Trim your nails to prevent problems such as infected nail beds and hang nails. Brush under them with a nail brush or washcloth. Avoid biting your nails.


Hair and body

When showering, ideally use a soap-free wash as soap depletes the skin’s natural moisturisers.  Dry skin tends to be itchy, especially in the cooler winter months, and is associated with increased eczema and psoriaris flareups for those affected.


Overgrowth of the natural bacteria that inhabit armpits and feet are responsible for those offensive odours.  Pay particular attention to these areas if affected.

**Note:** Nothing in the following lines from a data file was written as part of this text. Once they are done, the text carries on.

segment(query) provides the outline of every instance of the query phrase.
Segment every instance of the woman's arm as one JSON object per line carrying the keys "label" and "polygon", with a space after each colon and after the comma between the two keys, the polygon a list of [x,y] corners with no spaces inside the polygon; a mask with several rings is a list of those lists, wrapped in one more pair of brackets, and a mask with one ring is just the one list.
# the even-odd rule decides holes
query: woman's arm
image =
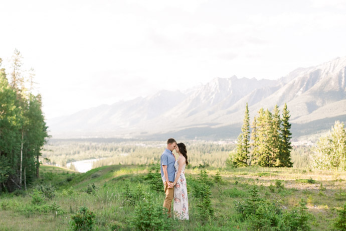
{"label": "woman's arm", "polygon": [[180,177],[180,173],[182,172],[182,169],[183,168],[183,165],[184,165],[185,162],[185,157],[183,156],[181,157],[179,160],[178,161],[179,168],[178,168],[178,172],[177,173],[177,176],[176,177],[176,179],[174,180],[174,182],[173,183],[173,184],[175,185],[176,185],[176,184],[177,184],[177,182],[179,179],[179,177]]}

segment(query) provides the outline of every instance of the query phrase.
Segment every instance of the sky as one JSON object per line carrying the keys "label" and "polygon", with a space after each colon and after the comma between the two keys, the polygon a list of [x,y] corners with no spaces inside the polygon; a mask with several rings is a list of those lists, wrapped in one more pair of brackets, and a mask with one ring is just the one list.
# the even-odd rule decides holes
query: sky
{"label": "sky", "polygon": [[346,56],[346,0],[0,1],[0,58],[48,119],[216,77],[275,79]]}

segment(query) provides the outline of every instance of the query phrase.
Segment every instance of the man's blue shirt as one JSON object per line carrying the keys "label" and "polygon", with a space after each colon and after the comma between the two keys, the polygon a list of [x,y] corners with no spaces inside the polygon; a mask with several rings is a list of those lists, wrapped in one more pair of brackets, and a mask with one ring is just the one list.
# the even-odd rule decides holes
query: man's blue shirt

Brush your teeth in the morning and before bed at night for at least two minutes to remove plaque that contains bacteria leading to tooth decay. Be sure to include flossing, a mouthwash and regular dentist visits to your routine. If you don’t take care of your oral health, it can result in cavities and gum disease.


For more information on oral health, read our blog here



Coughing and sneezing

 Viral particles can be spread into the air when a person coughs or sneezes and other people can breathe them in.   We recommend you:


Cough and sneeze into your flexed elbow or with a tissue to your mouth. If you use a tissue, discard immediately into a closed bin. Remember to wash your hands or use hand sanitiser afterwards.


Avoid touching your face, eyes and mouth as you can infect yourself


Don’t wear surgical masks in public to protect yourself from infections. They have not been shown to reduce the risk of infection, and poorly-fitted masks encourage the user to touch their face more frequently, actually increasing the risk of infection.




Clean and disinfect frequently touched surfaces such as doorknobs, computers, desks, benchtops, phones, keys and wallet.


Wash your makeup brushes, they are prone to carrying dirt and bacteria. By cleaning them weekly, it will make a huge difference to your skin and your makeup will last longer.


Wash your hands before and after coming into contact with a pet, cage or litter tray. Use separate utensils and bowls for handling pet food. It is important to not allow pets on surfaces where food is prepared or served.